Hospital officials had hoped to start construction earlier this spring and open the tower with its 128 single-occupancy rooms in the fall of 2018. Now construction is unlikely to begin until late next year or early in 2017. The new tower is only one aspect of the medical center's ambitious plans to expand.
The conditions the board imposed reflect worries about the financial risks of the $187 million project. “The applicant can sustain the financial burden likely to result from completion of the project,” the board order states, but notes, “We find that the financial margin for error is narrow.” The board cites risks such as whether the hospital can raise $30 million in donations for the project and hit other revenue and expense targets to avoid the need to increase costs for patients.
The board split over the project, with four of five members endorsing it. Board member Allan Ramsay objected to several conditions that delay construction. Con Hogan, the fifth board member, said the panel should deny the certificate of need for the project.
John Brumsted, CEO of UVM Medical Center, welcomed the board’s approval, adding the panel acknowledged the safety benefits of increasing the proportion of single rooms at the hospital from 30 percent to 85 percent. The medical center now must figure out how to meet the board’s conditions, he said. The hospital could request relief from a condition by notifying the board before July 15. It also could appeal the decision to the Vermont Supreme Court. It must decide whether to appeal by the end of July.

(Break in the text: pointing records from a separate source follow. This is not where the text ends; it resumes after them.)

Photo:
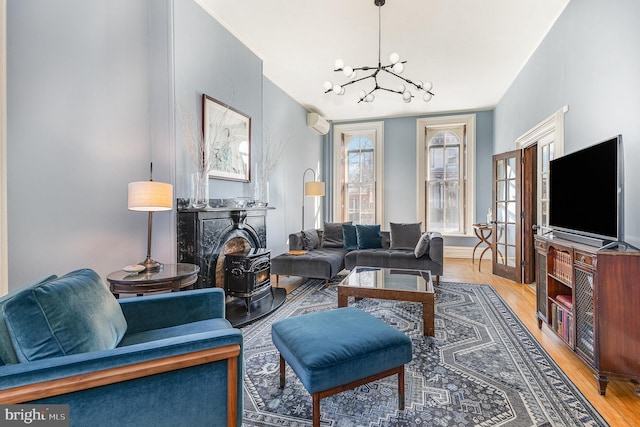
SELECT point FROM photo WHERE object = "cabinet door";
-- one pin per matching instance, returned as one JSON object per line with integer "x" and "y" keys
{"x": 541, "y": 285}
{"x": 585, "y": 337}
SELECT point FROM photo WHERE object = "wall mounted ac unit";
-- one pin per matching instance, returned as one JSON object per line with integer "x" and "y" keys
{"x": 318, "y": 124}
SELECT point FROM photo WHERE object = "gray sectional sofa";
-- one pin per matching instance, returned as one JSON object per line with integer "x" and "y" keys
{"x": 324, "y": 256}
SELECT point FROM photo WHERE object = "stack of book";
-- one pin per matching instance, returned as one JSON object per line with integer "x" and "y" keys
{"x": 562, "y": 317}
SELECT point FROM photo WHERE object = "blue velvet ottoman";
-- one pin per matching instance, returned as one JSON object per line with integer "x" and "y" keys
{"x": 337, "y": 350}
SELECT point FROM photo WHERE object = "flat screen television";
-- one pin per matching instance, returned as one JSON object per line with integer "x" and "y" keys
{"x": 586, "y": 192}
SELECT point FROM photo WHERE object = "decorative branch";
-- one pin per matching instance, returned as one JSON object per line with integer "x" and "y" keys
{"x": 272, "y": 154}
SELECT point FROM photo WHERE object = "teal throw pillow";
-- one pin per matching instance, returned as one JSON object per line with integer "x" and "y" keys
{"x": 72, "y": 314}
{"x": 423, "y": 245}
{"x": 405, "y": 235}
{"x": 332, "y": 236}
{"x": 310, "y": 239}
{"x": 369, "y": 236}
{"x": 349, "y": 237}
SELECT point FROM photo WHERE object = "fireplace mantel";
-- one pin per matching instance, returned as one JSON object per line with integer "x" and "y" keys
{"x": 203, "y": 233}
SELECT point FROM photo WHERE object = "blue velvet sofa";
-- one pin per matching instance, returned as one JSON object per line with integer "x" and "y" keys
{"x": 160, "y": 360}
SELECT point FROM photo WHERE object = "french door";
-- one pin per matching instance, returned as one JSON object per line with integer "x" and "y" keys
{"x": 507, "y": 211}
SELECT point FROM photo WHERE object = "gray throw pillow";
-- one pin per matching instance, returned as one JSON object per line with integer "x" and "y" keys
{"x": 423, "y": 245}
{"x": 405, "y": 235}
{"x": 332, "y": 236}
{"x": 310, "y": 239}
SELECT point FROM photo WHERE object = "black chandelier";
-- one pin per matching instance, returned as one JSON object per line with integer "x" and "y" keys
{"x": 395, "y": 68}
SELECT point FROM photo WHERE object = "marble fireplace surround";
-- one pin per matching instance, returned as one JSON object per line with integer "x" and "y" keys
{"x": 205, "y": 236}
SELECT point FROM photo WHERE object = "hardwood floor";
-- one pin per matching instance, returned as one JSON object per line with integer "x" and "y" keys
{"x": 620, "y": 406}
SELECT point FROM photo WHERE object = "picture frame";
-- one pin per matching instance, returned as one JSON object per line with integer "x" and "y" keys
{"x": 227, "y": 135}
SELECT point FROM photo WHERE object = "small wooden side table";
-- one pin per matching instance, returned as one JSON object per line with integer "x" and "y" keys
{"x": 483, "y": 232}
{"x": 169, "y": 278}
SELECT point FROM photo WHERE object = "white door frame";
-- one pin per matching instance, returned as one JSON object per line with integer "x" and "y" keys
{"x": 552, "y": 126}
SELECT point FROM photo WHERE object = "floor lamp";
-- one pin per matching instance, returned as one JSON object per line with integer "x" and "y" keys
{"x": 311, "y": 189}
{"x": 150, "y": 196}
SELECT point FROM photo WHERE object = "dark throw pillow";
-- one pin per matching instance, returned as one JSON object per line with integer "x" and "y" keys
{"x": 349, "y": 237}
{"x": 310, "y": 239}
{"x": 369, "y": 236}
{"x": 332, "y": 236}
{"x": 405, "y": 235}
{"x": 423, "y": 245}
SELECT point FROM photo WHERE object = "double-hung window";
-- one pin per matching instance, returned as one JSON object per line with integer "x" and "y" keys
{"x": 359, "y": 175}
{"x": 445, "y": 173}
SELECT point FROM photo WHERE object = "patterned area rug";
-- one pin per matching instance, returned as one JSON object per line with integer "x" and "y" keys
{"x": 483, "y": 368}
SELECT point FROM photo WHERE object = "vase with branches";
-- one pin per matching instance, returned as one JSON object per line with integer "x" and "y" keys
{"x": 272, "y": 154}
{"x": 200, "y": 159}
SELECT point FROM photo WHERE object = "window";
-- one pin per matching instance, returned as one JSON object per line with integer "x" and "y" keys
{"x": 358, "y": 180}
{"x": 445, "y": 173}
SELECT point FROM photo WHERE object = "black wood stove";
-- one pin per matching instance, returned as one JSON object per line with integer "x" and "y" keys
{"x": 247, "y": 274}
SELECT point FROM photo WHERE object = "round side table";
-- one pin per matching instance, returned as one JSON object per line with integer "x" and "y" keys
{"x": 483, "y": 232}
{"x": 169, "y": 278}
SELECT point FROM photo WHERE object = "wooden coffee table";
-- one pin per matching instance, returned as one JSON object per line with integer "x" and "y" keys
{"x": 392, "y": 284}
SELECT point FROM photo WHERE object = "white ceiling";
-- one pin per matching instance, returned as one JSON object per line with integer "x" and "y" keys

The Vermont Federation of Nurses and Health Professionals and the Health Care Advocate both agreed on the benefits of replacing double-occupancy rooms with single-patient rooms, but expressed concern about the expense. The union sought assurances that the hospital wouldn’t cut corners on staffing to find savings for the project. The Health Care Advocate questioned the hospital’s ability to find efficiencies without affecting patient care and predicted the projected $16 million increased cost to operate the new tower would end up passed on to patients.

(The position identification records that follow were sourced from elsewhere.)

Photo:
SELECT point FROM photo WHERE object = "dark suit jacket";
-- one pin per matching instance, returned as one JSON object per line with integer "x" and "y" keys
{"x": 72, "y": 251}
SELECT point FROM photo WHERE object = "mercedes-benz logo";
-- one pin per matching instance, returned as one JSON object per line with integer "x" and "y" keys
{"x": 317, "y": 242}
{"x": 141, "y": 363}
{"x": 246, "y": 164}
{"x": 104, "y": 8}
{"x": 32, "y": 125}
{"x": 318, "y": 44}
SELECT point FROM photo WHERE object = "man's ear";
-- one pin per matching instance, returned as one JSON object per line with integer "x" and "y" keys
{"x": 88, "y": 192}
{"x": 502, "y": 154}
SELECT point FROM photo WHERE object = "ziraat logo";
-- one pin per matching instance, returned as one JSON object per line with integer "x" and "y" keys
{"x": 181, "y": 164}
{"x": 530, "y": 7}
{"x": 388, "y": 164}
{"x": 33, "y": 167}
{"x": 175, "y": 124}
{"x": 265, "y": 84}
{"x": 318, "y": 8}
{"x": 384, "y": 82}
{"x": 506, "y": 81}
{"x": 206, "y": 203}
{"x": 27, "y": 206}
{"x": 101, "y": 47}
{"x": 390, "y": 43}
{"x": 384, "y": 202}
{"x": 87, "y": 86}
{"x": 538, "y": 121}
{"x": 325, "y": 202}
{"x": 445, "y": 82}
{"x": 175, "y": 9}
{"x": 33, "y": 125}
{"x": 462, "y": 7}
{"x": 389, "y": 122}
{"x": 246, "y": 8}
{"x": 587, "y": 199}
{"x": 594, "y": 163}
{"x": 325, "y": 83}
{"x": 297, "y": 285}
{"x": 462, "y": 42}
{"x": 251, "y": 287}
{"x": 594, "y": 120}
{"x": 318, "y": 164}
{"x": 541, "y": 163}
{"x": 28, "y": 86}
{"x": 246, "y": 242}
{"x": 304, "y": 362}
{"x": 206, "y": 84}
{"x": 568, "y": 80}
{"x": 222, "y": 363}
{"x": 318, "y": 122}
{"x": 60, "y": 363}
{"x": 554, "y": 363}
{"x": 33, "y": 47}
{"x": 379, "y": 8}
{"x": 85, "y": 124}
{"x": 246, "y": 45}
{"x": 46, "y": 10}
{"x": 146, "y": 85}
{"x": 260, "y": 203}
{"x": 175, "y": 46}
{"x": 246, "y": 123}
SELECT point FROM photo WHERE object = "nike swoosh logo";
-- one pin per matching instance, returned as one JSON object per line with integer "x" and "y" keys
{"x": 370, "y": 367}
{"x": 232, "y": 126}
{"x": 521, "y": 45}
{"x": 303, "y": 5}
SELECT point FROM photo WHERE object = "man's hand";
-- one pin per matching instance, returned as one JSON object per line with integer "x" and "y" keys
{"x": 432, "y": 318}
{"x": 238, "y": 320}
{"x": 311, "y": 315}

Previously, in a May 28 letter to the board, hospital officials restated their promise that the project wouldn’t increase insurance rates or charges. The also said it would not lead to staff cuts that affect patient care.

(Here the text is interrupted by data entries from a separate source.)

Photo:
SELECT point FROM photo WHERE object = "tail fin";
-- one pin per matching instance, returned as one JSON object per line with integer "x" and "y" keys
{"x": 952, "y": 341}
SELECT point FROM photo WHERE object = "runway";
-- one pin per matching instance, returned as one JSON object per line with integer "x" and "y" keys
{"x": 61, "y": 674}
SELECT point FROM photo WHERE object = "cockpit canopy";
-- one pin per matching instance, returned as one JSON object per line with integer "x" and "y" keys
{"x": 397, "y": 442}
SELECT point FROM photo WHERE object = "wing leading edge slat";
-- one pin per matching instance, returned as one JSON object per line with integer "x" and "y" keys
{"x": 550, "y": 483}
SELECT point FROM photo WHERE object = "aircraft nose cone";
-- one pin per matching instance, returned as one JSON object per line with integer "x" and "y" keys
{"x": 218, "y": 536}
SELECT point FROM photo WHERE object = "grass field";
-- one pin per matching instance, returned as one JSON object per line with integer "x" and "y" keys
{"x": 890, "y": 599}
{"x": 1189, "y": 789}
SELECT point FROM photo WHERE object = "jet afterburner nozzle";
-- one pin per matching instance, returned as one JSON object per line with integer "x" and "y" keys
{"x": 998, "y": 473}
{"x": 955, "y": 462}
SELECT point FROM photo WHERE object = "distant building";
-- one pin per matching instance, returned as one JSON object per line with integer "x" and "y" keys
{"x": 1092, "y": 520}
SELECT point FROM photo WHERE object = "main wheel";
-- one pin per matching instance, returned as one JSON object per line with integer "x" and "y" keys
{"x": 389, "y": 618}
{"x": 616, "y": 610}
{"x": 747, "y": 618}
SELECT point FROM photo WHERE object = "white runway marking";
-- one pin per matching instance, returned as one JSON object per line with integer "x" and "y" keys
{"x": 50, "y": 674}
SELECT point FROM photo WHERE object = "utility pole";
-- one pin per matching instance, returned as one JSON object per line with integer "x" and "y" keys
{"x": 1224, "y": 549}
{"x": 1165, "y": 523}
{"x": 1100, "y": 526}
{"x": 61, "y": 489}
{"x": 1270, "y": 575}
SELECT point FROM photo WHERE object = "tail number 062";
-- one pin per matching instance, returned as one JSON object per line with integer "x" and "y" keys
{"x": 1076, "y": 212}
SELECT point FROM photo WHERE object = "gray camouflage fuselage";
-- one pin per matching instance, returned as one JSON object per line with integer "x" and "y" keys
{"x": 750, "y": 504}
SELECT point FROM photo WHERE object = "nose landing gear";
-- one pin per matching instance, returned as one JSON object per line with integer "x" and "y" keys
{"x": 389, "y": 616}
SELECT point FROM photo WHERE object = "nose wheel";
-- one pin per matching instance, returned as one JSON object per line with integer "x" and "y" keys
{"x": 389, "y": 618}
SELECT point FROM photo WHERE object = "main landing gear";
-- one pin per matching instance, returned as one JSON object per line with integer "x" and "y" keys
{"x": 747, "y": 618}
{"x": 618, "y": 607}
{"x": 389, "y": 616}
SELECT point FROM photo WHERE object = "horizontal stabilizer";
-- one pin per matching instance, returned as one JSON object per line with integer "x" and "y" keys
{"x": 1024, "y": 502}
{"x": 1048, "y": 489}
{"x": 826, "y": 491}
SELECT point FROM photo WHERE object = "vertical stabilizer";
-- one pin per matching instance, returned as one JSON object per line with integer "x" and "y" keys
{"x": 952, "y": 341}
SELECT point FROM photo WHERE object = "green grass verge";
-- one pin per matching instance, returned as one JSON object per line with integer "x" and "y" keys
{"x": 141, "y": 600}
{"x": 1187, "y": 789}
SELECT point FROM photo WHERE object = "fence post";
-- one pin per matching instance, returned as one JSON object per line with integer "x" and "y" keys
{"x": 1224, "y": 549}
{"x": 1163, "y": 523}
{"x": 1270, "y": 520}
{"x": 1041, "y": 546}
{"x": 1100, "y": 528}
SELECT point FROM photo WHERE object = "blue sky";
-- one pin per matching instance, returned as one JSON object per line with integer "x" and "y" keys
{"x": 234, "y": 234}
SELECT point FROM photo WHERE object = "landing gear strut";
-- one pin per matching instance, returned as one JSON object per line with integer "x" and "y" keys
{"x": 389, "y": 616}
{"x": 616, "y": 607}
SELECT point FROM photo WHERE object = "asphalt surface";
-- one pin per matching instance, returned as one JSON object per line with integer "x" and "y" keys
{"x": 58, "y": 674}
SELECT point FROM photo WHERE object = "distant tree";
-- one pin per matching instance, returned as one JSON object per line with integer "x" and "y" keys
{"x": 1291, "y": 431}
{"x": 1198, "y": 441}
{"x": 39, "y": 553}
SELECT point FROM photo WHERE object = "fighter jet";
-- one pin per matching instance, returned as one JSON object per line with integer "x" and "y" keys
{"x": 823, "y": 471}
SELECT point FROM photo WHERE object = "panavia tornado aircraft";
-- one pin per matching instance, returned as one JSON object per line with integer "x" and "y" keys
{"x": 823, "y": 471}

The advocate’s office has the right to appeal the decision, but Kaili Kuiper, staff attorney, said late Wednesday, “We aren’t anticipating appealing.” She added, “We are pleased the board is keeping an eye on the possibility the project could increase rates and has imposed conditions.”
The hospital first told the board in March of 2013 about its intention to replace many of the double-rooms for patients in older structures. Single-occupancy rooms are now the standard of care because they reduce the spread of infections and medication errors. The project would maintain the total number of staffed beds at the current level: 447.
The tower would be located atop the entry to the emergency department. The first level would be open and on stilts to accommodate ambulances. Four floors would house patient rooms, 32 singles per floor. Two levels of mechanical equipment would cap the tower.
In the July 1 order, all five board members agreed the hospital could proceed immediately to spend $9.7 million to buy an acre of land from the University of Vermont. The parcel is needed to add the tower to the western side of the medical center campus.
A majority also said the hospital could spend money to develop construction plans, so it can provide the board with a more accurate estimate of the cost. The board said the new estimate had to be within 8 percent of the previous estimate.
The restrictions in the order require the medical center to:
• Prove during the next budget year that it can operate within specified limits on growth in expenses and revenues.
• Develop a budget proposal for the following year that continues to hit expense and revenue targets.
• Increase the amount of cash on hand.
• Collect at least $20 million in pledges before construction begins.
• Present a new financing plan that pays off 30 percent of the debt within 20 years instead of paying only interest until 2038.
Board member Ramsay called the first budget condition a needless delay because it means construction must wait until the end of the next fiscal year — September 30, 2016. He said the medical center already was on track to increase its cash on hand. He also argued that none of the consultants who analyzed the project identified the hospital’s debt repayment plan as “imprudent.”
Hogan criticized the board’s conditions as inappropriate micromanagement to remedy the deficiencies of the application. Better to reject the application, he said, and let the hospital come back in two years with a better plan.